While the second-generation Ford Transit was launched in 1986 with some of the engines of its predecessor, the light commercial vehicle was based on an all-new platform bringing significant improvements. The first facelift of the model from 1992 brought additional important changes, including an independent suspension setup for the entire range. Three gasoline, including two V6s, and one diesel engine were available with the latter being the most robust and fitting for the then-new Transit.

This generation of the Transit was a truly global product - it was produced at six different plants around the globe with the Genk (Belgium) and Southampton (UK) factories being responsible for the largest part of the production. Depending on the configuration, the aforementioned 2.5-liter diesel was sold with 85 horsepower (63 kilowatts), 100 hp (74 kW), and 115 hp (85 kW) thanks to a new electronic fuel pump.

But how reliable was that engine? Well, most of the second-gen Transits are retired now but a new video from the Flexiny channel on YouTube proves the 2.5D is virtually immortal. The 13-minute clip introduces us to a red 1994 Transit that’s been sitting abandoned for about 12 years due to its heavily rusted body. The exterior may look like the bus is dead but the engine under the hood doesn’t agree.
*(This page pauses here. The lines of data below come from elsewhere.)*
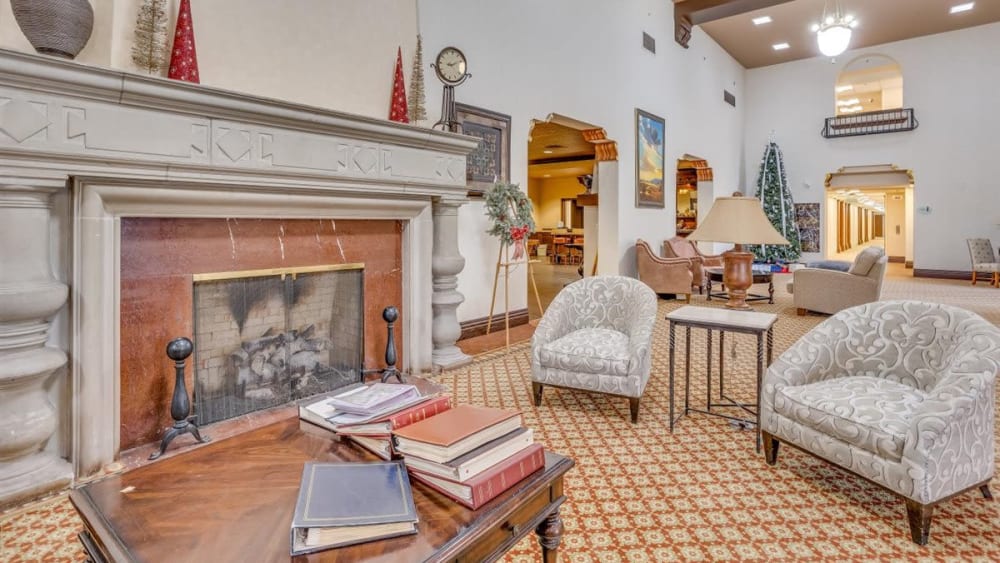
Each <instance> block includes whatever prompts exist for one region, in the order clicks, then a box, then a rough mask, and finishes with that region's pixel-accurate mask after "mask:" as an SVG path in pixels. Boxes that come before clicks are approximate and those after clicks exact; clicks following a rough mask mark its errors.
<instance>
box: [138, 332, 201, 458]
mask: <svg viewBox="0 0 1000 563" xmlns="http://www.w3.org/2000/svg"><path fill="white" fill-rule="evenodd" d="M193 350H194V344H193V343H192V342H191V341H190V340H188V339H187V338H184V337H183V336H182V337H180V338H175V339H173V340H171V341H170V342H169V343H168V344H167V357H168V358H170V359H171V360H173V361H174V370H175V372H176V378H175V380H174V396H173V398H172V399H170V416H172V417H173V419H174V425H173V426H171V427H170V428H169V429H167V433H166V434H164V435H163V440H161V441H160V450H159V451H156V452H153V453H151V454H149V459H156V458H158V457H160V456H161V455H163V452H165V451H167V446H168V445H169V444H170V441H171V440H173V439H174V438H176V437H177V436H180V435H181V434H184V433H186V432H190V433H191V434H193V435H194V437H195V439H196V440H198V442H199V443H204V442H207V441H209V440H210V438H209V437H208V436H204V437H202V435H201V433H200V432H198V426H197V425H195V423H194V419H195V418H196V417H194V416H192V417H188V415H189V414H190V413H191V401H190V400H189V399H188V396H187V387H186V386H185V385H184V360H186V359H187V358H188V356H190V355H191V352H192V351H193Z"/></svg>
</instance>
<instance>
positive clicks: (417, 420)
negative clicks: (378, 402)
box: [334, 395, 451, 438]
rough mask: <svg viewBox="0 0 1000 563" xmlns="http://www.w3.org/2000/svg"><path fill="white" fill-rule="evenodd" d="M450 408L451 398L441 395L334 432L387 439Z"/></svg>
mask: <svg viewBox="0 0 1000 563" xmlns="http://www.w3.org/2000/svg"><path fill="white" fill-rule="evenodd" d="M450 408H451V397H449V396H448V395H442V396H440V397H434V398H433V399H431V400H429V401H425V402H423V403H418V404H416V405H413V406H412V407H407V408H405V409H403V410H401V411H397V412H394V413H390V414H387V415H385V416H383V417H380V418H377V419H375V420H370V421H368V422H364V423H359V424H341V425H340V426H338V427H337V428H336V429H335V430H334V432H336V433H337V434H348V435H351V436H357V435H361V436H378V437H386V438H387V437H389V435H390V433H391V432H392V431H393V430H396V429H397V428H403V427H404V426H409V425H411V424H413V423H415V422H420V421H421V420H424V419H426V418H430V417H432V416H434V415H436V414H439V413H442V412H444V411H446V410H448V409H450Z"/></svg>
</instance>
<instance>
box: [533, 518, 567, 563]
mask: <svg viewBox="0 0 1000 563" xmlns="http://www.w3.org/2000/svg"><path fill="white" fill-rule="evenodd" d="M535 533H536V534H538V544H539V545H541V546H542V561H544V562H545V563H556V561H558V560H559V543H560V542H561V541H562V518H560V517H559V508H556V509H555V510H554V511H553V512H552V514H549V515H548V516H547V517H545V520H542V523H541V524H539V525H538V527H537V528H535Z"/></svg>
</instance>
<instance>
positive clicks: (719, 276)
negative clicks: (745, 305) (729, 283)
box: [705, 268, 774, 305]
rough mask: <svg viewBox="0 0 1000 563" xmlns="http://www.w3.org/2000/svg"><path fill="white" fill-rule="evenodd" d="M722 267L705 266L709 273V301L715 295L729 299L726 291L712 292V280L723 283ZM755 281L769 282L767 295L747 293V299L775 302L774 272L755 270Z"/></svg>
mask: <svg viewBox="0 0 1000 563" xmlns="http://www.w3.org/2000/svg"><path fill="white" fill-rule="evenodd" d="M722 272H723V269H722V268H705V273H707V274H708V301H711V300H712V298H713V297H718V298H720V299H729V294H728V293H726V292H725V291H723V292H719V293H712V282H719V284H720V285H721V284H722ZM753 283H755V284H758V283H766V284H767V295H759V294H756V293H749V292H748V293H747V298H746V300H747V301H765V300H766V301H767V302H768V303H770V304H772V305H773V304H774V273H773V272H762V271H759V270H754V272H753ZM723 287H725V286H723Z"/></svg>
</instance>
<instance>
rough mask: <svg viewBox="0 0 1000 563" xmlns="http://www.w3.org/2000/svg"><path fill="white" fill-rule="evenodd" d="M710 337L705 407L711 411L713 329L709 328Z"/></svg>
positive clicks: (705, 391)
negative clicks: (712, 341)
mask: <svg viewBox="0 0 1000 563" xmlns="http://www.w3.org/2000/svg"><path fill="white" fill-rule="evenodd" d="M707 333H708V335H707V337H708V354H707V355H708V363H707V370H706V371H705V381H706V389H705V408H706V409H708V411H709V412H711V410H712V329H707Z"/></svg>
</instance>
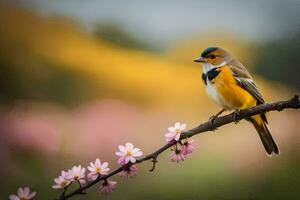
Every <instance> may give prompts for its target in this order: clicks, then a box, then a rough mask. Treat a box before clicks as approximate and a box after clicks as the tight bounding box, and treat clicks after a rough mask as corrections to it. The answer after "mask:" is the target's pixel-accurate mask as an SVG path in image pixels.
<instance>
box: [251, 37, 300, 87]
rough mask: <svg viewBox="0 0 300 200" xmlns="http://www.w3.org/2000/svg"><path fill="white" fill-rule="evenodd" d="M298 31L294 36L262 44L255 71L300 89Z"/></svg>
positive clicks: (257, 72) (259, 49)
mask: <svg viewBox="0 0 300 200" xmlns="http://www.w3.org/2000/svg"><path fill="white" fill-rule="evenodd" d="M299 37H300V32H299V33H298V34H296V35H294V36H289V37H287V38H284V39H281V40H277V41H273V42H270V43H267V44H265V45H262V46H261V48H260V49H259V52H258V62H257V64H256V68H255V70H256V72H257V73H258V74H261V75H263V76H264V77H266V78H269V79H271V80H275V81H280V82H283V83H285V84H288V85H290V86H292V87H293V88H296V89H300V78H299V74H300V56H299V52H300V40H299Z"/></svg>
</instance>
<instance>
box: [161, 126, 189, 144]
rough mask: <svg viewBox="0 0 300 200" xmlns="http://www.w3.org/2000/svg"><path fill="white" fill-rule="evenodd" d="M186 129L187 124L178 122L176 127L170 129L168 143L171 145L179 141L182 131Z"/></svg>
mask: <svg viewBox="0 0 300 200" xmlns="http://www.w3.org/2000/svg"><path fill="white" fill-rule="evenodd" d="M184 129H186V124H180V122H176V123H175V125H174V126H171V127H169V128H168V133H167V134H166V135H165V137H166V141H167V142H168V143H169V142H171V141H173V140H175V141H179V139H180V135H181V133H182V131H184Z"/></svg>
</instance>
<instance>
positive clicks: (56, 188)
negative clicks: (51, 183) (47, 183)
mask: <svg viewBox="0 0 300 200" xmlns="http://www.w3.org/2000/svg"><path fill="white" fill-rule="evenodd" d="M69 179H70V175H69V173H68V172H65V171H62V172H61V175H60V176H59V177H57V178H55V179H54V183H55V184H54V185H53V186H52V188H53V189H62V188H65V187H67V186H68V185H70V184H71V181H70V180H69Z"/></svg>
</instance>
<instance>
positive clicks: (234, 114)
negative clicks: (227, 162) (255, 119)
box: [59, 95, 300, 200]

Of course, if you want to start an engine that hasn’t been started in more than a decade, you need to check a few things first. The mechanic in this video inspects the oil and coolant levels and puts a fresh new battery. A few other very small fixes and - oh magic! - the 2.5-liter four-cylinder diesel starts knocking as if it has never been stopped. The cargo van is then towed and is even able to drive under its own power, which, frankly, is impressive given the age and overall condition of this old Transit.